The federal income tax rates have an impact on the unemployment levels in the United States as they affect economic growth and investment decisions. For instance, increasing the federal income tax rates on businesses discourages them from expanding their operations or recruiting more workers while reducing the rates improves economic vitality and increases employment opportunities. Nonetheless, it is important to point out that the federal income tax consists of the taxes on corporations and taxes on individuals. The individual income tax remains a major source of revenue to the federal government although it does not directly influence the unemployment levels. The corporate income tax has the greatest impact on unemployment levels as indicated by the available data, and the relationship between the two exists as a negative correlation. Thus, it is necessary to adopt legislatively the corporate income tax to help in minimizing unemployment in the United States. The primary basis for making this suggestion is the realization that reducing the corporate income tax encourages investors to expand their businesses, thus creating additional employment opportunities to the local communities.

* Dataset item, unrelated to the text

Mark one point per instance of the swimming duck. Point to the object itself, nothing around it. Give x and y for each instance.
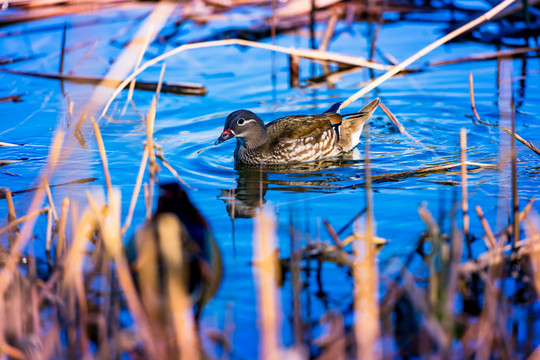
(296, 138)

Arnold, Roger A. Macroeconomics. Mason, OH: Thomson/South-Western, 2008. Print.
Bureau of Labor Statistics. Local Area Unemployment Statistics. 26 Feb. 2016. Web. 5 Aug. 2016. http://www.bls.gov/lau/
National Priorities Organization. Federal Revenue: Where Does the Money Come From. 2015. Web. 5 Aug. 2016. https://www.nationalpriorities.org/budget-basics/federal-budget-101/revenues
Ramanathan, T R. The Role of Organisational Change Management in Offshore Outsourcing of Information Technology Services: Qualitative Case Studies from a Multinational Pharmaceutical Company. Boca Raton, Fla: Dissertation.com, 2009. Print.